To find the concentration of the HCl solution, we can use the concept of molarity (M), which is defined as the number of moles of solute per liter of solution.
First, let's find the number of moles of NaOH used:
\[ \text{Moles of NaOH} = \text{Molarity} \times \text{Volume (in liters)} \]
Given that the volume of NaOH used is \( 54 \, \text{mL} \) and the molarity of NaOH is \( 0.1 \, \text{M} \):
\[ \text{Volume (in liters)} = \frac{54 \, \text{mL}}{1000 \, \text{mL/L}} = 0.054 \, \text{L} \]
\[ \text{Moles of NaOH} = 0.1 \, \text{M} \times 0.054 \, \text{L} = 0.0054 \, \text{moles} \]
Since HCl and NaOH react in a 1:1 ratio, the moles of HCl present in the solution are also \( 0.0054 \, \text{moles} \).
Now, let's find the concentration of HCl:
\[ \text{Molarity of HCl} = \frac{\text{Moles of HCl}}{\text{Volume (in liters)}} \]
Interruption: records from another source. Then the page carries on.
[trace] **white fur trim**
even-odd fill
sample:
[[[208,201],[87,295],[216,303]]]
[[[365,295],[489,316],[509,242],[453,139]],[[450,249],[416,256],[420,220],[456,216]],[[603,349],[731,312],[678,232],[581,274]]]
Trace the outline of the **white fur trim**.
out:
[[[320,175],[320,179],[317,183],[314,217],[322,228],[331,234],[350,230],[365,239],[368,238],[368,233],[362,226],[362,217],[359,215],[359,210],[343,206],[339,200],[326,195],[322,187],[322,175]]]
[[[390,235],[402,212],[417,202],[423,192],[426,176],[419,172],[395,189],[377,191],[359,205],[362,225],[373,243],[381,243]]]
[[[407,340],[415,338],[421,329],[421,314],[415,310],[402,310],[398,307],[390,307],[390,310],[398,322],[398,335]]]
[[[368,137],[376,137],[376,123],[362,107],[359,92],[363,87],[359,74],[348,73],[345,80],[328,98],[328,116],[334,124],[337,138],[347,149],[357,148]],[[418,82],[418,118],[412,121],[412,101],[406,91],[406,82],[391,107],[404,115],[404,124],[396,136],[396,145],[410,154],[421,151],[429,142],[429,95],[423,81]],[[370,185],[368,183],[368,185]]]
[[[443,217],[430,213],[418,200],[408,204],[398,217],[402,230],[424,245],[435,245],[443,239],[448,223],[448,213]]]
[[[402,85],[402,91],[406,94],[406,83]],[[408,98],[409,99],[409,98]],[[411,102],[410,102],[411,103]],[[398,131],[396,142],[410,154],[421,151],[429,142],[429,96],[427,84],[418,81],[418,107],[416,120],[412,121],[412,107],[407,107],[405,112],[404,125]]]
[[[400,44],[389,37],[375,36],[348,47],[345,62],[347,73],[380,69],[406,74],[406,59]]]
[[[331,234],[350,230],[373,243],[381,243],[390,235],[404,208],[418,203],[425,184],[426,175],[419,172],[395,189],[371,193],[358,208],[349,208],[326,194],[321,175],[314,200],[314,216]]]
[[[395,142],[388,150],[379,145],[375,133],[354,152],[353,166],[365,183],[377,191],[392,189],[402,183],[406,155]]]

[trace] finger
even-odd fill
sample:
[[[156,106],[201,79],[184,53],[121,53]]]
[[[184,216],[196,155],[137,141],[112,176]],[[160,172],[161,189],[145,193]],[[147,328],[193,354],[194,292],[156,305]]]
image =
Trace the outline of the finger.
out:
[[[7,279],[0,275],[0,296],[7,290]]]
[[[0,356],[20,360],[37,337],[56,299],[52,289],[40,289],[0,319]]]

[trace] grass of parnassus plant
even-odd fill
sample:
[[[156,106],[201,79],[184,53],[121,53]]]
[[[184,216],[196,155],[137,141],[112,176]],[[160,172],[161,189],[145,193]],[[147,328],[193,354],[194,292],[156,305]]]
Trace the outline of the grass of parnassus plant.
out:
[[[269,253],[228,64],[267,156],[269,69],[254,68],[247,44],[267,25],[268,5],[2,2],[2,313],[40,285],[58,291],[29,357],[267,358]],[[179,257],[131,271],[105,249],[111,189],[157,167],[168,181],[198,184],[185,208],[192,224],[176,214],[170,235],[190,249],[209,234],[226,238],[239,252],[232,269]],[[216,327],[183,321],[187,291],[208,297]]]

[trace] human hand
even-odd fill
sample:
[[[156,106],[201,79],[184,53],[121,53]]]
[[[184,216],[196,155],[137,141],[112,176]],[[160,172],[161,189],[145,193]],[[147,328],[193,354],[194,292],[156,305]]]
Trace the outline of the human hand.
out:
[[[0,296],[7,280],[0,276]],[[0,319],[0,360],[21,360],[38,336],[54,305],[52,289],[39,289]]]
Given that the volume of the HCl solution is \( 125 \, \text{mL} \):
\[ \text{Volume (in liters)} = \frac{125 \, \text{mL}}{1000 \, \text{mL/L}} = 0.125 \, \text{L} \]
\[ \text{Molarity of HCl} = \frac{0.0054 \, \text{moles}}{0.125 \, \text{L}} \]
\[ \text{Molarity of HCl} = \frac{0.0054}{0.125} \, \text{M} \]
\[ \text{Molarity of HCl} = 0.0432 \, \text{M} \]
So, the concentration of the HCl solution is \( 0.0432 \, \text{M} \).